Batteries are measured in amp hours and its just like it sounds. A 33 amp hour battery can drive an item that draws 1 amp for 33 hours. Your mileage may vary, for a number of reasons. Battery age, the device type (i.e. motors draw differently than lights), and how crucial it is to stay at or near 12 volts.
The last reason noted there might not seem so important to you except for one thing. It directly affects your battery’s life.
One of the leading makers of battery testing devices in the world happens to be located here in Tulsa. I was talking with Andy McKay of Maccor one day, and I asked him what’s the best way to make these batteries last longer?
“Don’t run them down past 90% of their given voltage.”
For 12 volts this means keep it at 10.8 volts or higher.
Andy also told me, “Sealed Lead Acid batteries are not like the Ni-cads in yesterday’s cell phones. Running them down to nothing does not help. They have no memory effect. If you use it, charge it back up the same day.”
I was glad to learn this, as I’ve had some batteries last 3 years and some only 1. You can really tell when a battery starts to die. It just won’t last long as it used to.
For me, the 33Ah batts are sufficient and get me through a long day of pushing. I drop them onto a charger at night and good to go next day. I use one like this: U1-36NE Sealed Lead Acid Battery 12V 35AH with Nut and Bolt Terminal
I do know some guys who get by on much smaller batteries.
One breakthrough in paintless repair of late is the introduction of LED lights. These are very efficient and use less power than a fluorescent bulb.
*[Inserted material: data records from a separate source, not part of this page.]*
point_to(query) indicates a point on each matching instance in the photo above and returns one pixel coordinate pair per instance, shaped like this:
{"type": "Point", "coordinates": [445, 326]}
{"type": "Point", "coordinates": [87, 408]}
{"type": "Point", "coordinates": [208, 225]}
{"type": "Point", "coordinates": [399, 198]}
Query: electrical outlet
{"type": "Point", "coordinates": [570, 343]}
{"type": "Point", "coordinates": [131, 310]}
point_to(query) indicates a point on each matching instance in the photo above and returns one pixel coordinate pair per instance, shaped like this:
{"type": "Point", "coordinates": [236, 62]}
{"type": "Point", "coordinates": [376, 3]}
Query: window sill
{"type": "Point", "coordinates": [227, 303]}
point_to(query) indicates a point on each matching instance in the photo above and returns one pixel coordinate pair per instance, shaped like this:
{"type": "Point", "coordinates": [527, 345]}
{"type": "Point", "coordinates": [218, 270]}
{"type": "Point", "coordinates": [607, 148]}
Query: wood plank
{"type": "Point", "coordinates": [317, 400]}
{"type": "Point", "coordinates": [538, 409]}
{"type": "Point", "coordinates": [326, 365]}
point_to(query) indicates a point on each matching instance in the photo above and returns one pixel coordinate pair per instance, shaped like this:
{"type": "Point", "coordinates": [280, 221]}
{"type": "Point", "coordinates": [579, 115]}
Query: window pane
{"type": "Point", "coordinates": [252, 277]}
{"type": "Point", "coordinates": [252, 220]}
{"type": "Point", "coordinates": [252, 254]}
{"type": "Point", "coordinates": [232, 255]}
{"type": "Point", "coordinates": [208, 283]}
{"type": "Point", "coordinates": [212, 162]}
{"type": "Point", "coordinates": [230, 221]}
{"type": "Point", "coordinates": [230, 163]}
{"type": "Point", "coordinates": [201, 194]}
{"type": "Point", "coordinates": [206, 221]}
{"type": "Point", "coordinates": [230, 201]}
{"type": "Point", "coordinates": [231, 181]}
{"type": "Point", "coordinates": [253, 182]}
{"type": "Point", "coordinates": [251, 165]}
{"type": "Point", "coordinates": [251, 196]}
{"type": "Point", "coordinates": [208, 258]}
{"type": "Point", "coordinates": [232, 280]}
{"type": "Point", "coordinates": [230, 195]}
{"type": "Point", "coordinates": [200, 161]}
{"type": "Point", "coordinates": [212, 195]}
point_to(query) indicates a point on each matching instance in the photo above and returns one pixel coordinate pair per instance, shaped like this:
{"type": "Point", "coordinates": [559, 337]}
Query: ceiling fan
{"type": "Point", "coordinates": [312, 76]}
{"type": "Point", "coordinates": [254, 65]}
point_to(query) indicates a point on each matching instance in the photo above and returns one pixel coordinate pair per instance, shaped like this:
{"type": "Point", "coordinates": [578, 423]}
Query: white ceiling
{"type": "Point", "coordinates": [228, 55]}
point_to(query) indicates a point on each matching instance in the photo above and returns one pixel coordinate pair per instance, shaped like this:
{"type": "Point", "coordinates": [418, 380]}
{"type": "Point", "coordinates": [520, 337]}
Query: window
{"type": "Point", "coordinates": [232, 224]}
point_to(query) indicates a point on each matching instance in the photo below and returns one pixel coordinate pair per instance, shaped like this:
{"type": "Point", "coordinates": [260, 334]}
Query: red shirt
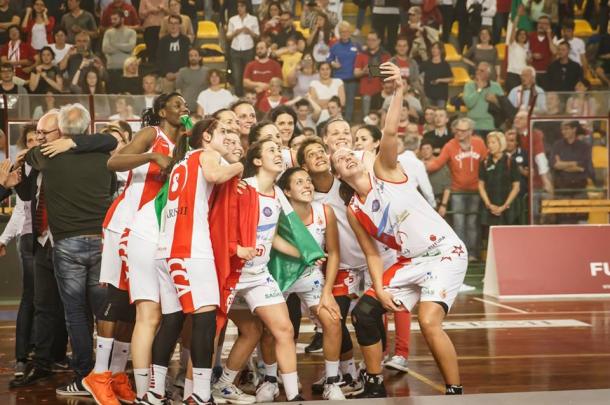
{"type": "Point", "coordinates": [369, 86]}
{"type": "Point", "coordinates": [262, 72]}
{"type": "Point", "coordinates": [542, 47]}
{"type": "Point", "coordinates": [25, 52]}
{"type": "Point", "coordinates": [129, 13]}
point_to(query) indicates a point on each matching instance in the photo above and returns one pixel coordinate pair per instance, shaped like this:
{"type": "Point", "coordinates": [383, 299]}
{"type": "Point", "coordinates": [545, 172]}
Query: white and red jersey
{"type": "Point", "coordinates": [185, 231]}
{"type": "Point", "coordinates": [143, 184]}
{"type": "Point", "coordinates": [269, 209]}
{"type": "Point", "coordinates": [398, 216]}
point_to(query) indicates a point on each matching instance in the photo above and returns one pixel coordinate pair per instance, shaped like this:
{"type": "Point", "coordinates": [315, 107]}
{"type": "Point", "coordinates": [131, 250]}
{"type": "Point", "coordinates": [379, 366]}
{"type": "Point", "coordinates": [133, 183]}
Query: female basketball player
{"type": "Point", "coordinates": [432, 259]}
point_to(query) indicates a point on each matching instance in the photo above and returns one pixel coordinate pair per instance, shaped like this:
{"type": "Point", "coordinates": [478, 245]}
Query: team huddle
{"type": "Point", "coordinates": [194, 235]}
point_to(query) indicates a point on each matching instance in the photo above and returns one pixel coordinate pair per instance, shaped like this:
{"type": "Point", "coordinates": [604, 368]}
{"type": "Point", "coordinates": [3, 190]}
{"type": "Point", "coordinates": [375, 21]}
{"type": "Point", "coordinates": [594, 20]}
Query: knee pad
{"type": "Point", "coordinates": [204, 332]}
{"type": "Point", "coordinates": [367, 318]}
{"type": "Point", "coordinates": [166, 338]}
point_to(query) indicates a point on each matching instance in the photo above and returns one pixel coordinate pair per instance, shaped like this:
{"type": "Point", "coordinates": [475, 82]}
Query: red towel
{"type": "Point", "coordinates": [233, 219]}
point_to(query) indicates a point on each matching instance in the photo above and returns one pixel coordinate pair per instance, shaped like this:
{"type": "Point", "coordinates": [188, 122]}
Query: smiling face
{"type": "Point", "coordinates": [300, 187]}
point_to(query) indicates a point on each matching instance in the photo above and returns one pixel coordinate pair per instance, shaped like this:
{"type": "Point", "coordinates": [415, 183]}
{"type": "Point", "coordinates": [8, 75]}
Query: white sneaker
{"type": "Point", "coordinates": [268, 391]}
{"type": "Point", "coordinates": [398, 363]}
{"type": "Point", "coordinates": [230, 394]}
{"type": "Point", "coordinates": [332, 390]}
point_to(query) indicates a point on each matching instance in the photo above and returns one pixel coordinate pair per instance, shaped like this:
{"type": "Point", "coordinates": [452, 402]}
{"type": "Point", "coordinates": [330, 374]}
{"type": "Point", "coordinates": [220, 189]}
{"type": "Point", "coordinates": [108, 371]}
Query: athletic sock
{"type": "Point", "coordinates": [120, 355]}
{"type": "Point", "coordinates": [271, 370]}
{"type": "Point", "coordinates": [188, 388]}
{"type": "Point", "coordinates": [348, 367]}
{"type": "Point", "coordinates": [227, 376]}
{"type": "Point", "coordinates": [202, 378]}
{"type": "Point", "coordinates": [140, 375]}
{"type": "Point", "coordinates": [331, 368]}
{"type": "Point", "coordinates": [291, 385]}
{"type": "Point", "coordinates": [102, 354]}
{"type": "Point", "coordinates": [157, 379]}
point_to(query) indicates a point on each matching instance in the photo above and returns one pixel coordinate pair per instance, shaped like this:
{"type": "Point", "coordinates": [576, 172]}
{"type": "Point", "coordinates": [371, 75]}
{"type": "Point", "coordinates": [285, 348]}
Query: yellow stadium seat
{"type": "Point", "coordinates": [460, 76]}
{"type": "Point", "coordinates": [213, 59]}
{"type": "Point", "coordinates": [451, 54]}
{"type": "Point", "coordinates": [583, 29]}
{"type": "Point", "coordinates": [138, 49]}
{"type": "Point", "coordinates": [207, 30]}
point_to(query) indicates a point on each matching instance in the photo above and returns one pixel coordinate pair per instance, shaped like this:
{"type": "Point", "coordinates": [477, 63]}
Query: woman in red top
{"type": "Point", "coordinates": [38, 25]}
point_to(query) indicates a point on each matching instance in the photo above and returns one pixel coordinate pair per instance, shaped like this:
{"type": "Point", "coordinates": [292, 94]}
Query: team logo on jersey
{"type": "Point", "coordinates": [376, 205]}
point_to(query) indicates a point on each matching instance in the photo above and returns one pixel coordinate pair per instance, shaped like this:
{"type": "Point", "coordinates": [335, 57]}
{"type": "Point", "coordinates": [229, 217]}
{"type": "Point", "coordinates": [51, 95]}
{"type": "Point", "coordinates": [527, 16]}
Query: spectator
{"type": "Point", "coordinates": [290, 58]}
{"type": "Point", "coordinates": [542, 50]}
{"type": "Point", "coordinates": [322, 90]}
{"type": "Point", "coordinates": [571, 161]}
{"type": "Point", "coordinates": [320, 39]}
{"type": "Point", "coordinates": [420, 36]}
{"type": "Point", "coordinates": [46, 77]}
{"type": "Point", "coordinates": [131, 80]}
{"type": "Point", "coordinates": [117, 45]}
{"type": "Point", "coordinates": [8, 17]}
{"type": "Point", "coordinates": [193, 79]}
{"type": "Point", "coordinates": [500, 20]}
{"type": "Point", "coordinates": [524, 96]}
{"type": "Point", "coordinates": [439, 136]}
{"type": "Point", "coordinates": [129, 13]}
{"type": "Point", "coordinates": [78, 190]}
{"type": "Point", "coordinates": [60, 47]}
{"type": "Point", "coordinates": [518, 57]}
{"type": "Point", "coordinates": [186, 26]}
{"type": "Point", "coordinates": [563, 73]}
{"type": "Point", "coordinates": [241, 33]}
{"type": "Point", "coordinates": [302, 76]}
{"type": "Point", "coordinates": [483, 51]}
{"type": "Point", "coordinates": [310, 14]}
{"type": "Point", "coordinates": [172, 54]}
{"type": "Point", "coordinates": [437, 76]}
{"type": "Point", "coordinates": [374, 55]}
{"type": "Point", "coordinates": [259, 72]}
{"type": "Point", "coordinates": [38, 25]}
{"type": "Point", "coordinates": [478, 93]}
{"type": "Point", "coordinates": [215, 97]}
{"type": "Point", "coordinates": [273, 96]}
{"type": "Point", "coordinates": [342, 58]}
{"type": "Point", "coordinates": [415, 168]}
{"type": "Point", "coordinates": [409, 69]}
{"type": "Point", "coordinates": [498, 184]}
{"type": "Point", "coordinates": [271, 19]}
{"type": "Point", "coordinates": [582, 103]}
{"type": "Point", "coordinates": [286, 31]}
{"type": "Point", "coordinates": [151, 14]}
{"type": "Point", "coordinates": [17, 53]}
{"type": "Point", "coordinates": [78, 20]}
{"type": "Point", "coordinates": [463, 155]}
{"type": "Point", "coordinates": [440, 180]}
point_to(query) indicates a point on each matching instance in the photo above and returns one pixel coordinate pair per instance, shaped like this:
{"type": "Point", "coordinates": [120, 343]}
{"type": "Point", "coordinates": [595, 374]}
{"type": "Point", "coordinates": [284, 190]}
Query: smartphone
{"type": "Point", "coordinates": [375, 71]}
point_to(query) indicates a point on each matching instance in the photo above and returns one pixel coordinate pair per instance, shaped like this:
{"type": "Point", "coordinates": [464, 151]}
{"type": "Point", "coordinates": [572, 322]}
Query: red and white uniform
{"type": "Point", "coordinates": [254, 284]}
{"type": "Point", "coordinates": [432, 259]}
{"type": "Point", "coordinates": [143, 184]}
{"type": "Point", "coordinates": [309, 285]}
{"type": "Point", "coordinates": [185, 248]}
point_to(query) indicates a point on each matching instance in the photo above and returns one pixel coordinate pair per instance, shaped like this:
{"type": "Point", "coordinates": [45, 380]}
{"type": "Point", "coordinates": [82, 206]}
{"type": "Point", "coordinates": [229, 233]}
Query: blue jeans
{"type": "Point", "coordinates": [466, 220]}
{"type": "Point", "coordinates": [351, 89]}
{"type": "Point", "coordinates": [77, 269]}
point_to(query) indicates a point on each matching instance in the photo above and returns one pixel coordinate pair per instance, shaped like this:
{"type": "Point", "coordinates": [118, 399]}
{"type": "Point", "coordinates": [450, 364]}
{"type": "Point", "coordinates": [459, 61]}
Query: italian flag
{"type": "Point", "coordinates": [287, 269]}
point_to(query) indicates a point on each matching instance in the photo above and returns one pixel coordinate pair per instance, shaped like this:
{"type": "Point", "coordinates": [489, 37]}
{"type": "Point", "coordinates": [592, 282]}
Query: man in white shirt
{"type": "Point", "coordinates": [242, 31]}
{"type": "Point", "coordinates": [415, 168]}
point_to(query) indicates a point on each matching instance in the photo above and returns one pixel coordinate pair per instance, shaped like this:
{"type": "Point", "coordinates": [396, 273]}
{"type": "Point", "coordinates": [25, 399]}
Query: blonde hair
{"type": "Point", "coordinates": [499, 137]}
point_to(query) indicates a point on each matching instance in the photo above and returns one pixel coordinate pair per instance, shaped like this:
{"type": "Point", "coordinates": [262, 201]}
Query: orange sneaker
{"type": "Point", "coordinates": [99, 386]}
{"type": "Point", "coordinates": [122, 388]}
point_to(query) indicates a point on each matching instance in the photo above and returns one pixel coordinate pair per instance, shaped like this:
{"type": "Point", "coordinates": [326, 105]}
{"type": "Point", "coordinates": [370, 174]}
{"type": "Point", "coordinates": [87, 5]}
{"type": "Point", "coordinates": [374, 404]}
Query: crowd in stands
{"type": "Point", "coordinates": [308, 57]}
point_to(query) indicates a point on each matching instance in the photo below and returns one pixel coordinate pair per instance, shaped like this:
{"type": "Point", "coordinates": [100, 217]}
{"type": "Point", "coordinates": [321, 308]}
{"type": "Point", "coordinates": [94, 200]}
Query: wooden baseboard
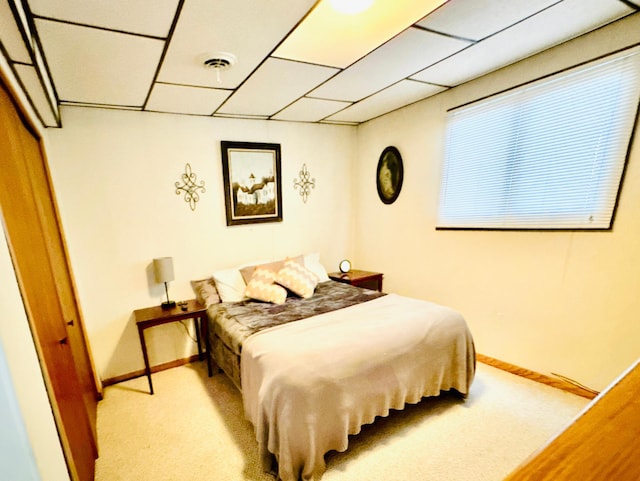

LED’s use direct current right off the battery, while the fluorescent require an inverter to change the current to AC. The inverters waste a lot of power through heat due to constant switching.
For example, the current draw of an old fluorescent paintless dent light I measured was 1.2 amps. This light was 3 feet long and had a single bulb.
By comparison, my LED light with two 3 foot strips turned on showed a current load of only half that or .6 amps. So, the battery should last twice as long.
The charger technology has come a long way and will also help batteries live longer.
Deep cycle is what you want, but low amps are needed for sealed batteries, since they don’t vent.
I use a three bank charger made for a boat: MinnKota MK 315D On-Board Battery Charger (3 Banks, 5 Amps per Bank)
Had to add alligator clips to the ends, but I’m pretty handy with a solder gun. If you aren’t this version has clips already: Minnkota MK 110P 10 Amp Portable Battery Charger
This is a good beginning for the 12 volt paintless dent repair tech who wants to get fast and go cordless.
Haven’t touched on dimmers and glue guns yet, but will in a future post.